- Battle of Padmanabham: Part of Expansion of the East India Company
| Date | 10 July 1794 |
| Location | Padmanabham (now Visakhapatnam district) |
| Result | Vizianagaram estate comes under Company rule |

Belligerents
- Vizianagaram estate: East India Company

Commanders and leaders
- Vijayram Raj II: Colonel Pendargast
- Casualties and losses: Severe loss of soldiers, including a Chinna Vijayaramaraju.

= Battle of Padmanabham =

1794 battle in India

The Battle of Padmanabha took place in Padmanabham, Visakhapatnam district (modern Andhra Pradesh, India), on 10 July 1794. This was a battle between King of Vizianagaram led by Vijayram Raj II and East India Company Madras Presidency Forces led by Colonel Pendargast under the command of British Governor of Madras, Sir Charles Oakly.
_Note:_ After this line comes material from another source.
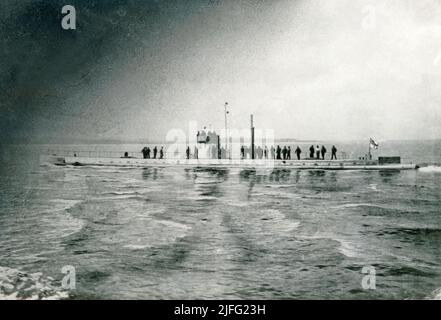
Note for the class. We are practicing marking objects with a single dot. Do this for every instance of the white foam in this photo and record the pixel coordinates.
(429, 169)
(19, 285)
(435, 295)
The British emerged victoriously and the King was shot dead in the middle of battle.

As a consequence of the war, Vizianagaram was occupied by East India Company and became a tributary estate or Zamindari.

==The causes of war==
By 1768, the tribal areas such as Parlakimidi, Ganjam, Mohiri, Gunsuru, and Pratapagiri were ruled by 20 Zamindars. They have 34 forts and maintained approximately 35,000 armed troops. Many of these jamindars revolted against the English East India Company. Some of the castles were located in the hills of the manyam. Therefore, the defeated rebel Zamindars retreated into the Hill fortress

After the death of Ananda Gajapatiraju, Vijayaramaraju became Rajah of the Vizianagaram Zamindari. Still, he was a boy. So Sitaramaraju was appointed as divan, the step brother. When Rajah came to age, he removed Sitaramaraju from Diwani. Diwan was angered by this action, he formed an alliance with the English.

The British attempted to increase payment of peskas from Vijayanagara Zamindar and to reduce the strength of his army and ordered him to pay his dues of 8,50,000 peskas. Rajah argued that he had no dues, the British had captured Vijayanagara on 2 August 1793. British ordered that Vijayaramaraju must go to exile Masulipatnam with the pension of Rs 1200 per month. However, Vijayaramaraju refused these orders and he went to Padmanabham located between the Bhimunipatnam and Vizianagaram with 1000 troops. The British troops defeated the Vizianagaram army and Chinavijayaramaraju died due to bullet injury in the battle. The battle only lasted one and a half hours and the British lost 13 soldiers.

==Aftermath==
After the death of Vijayaramaraju, his son Narayanababu found shelter in Makkuva village. The konda doras and sardars supported him. In the end, he made a treaty with the British and agreed to pay 5 million peskas.

After that British occupied Vijayanagara Town. But they returned Zamindari to Narayanababu. They renewed the zamindars lands and deprived them of their unique venture of Rebellion. By 1802, Britishers implemented the permanent tax system for zamindaris.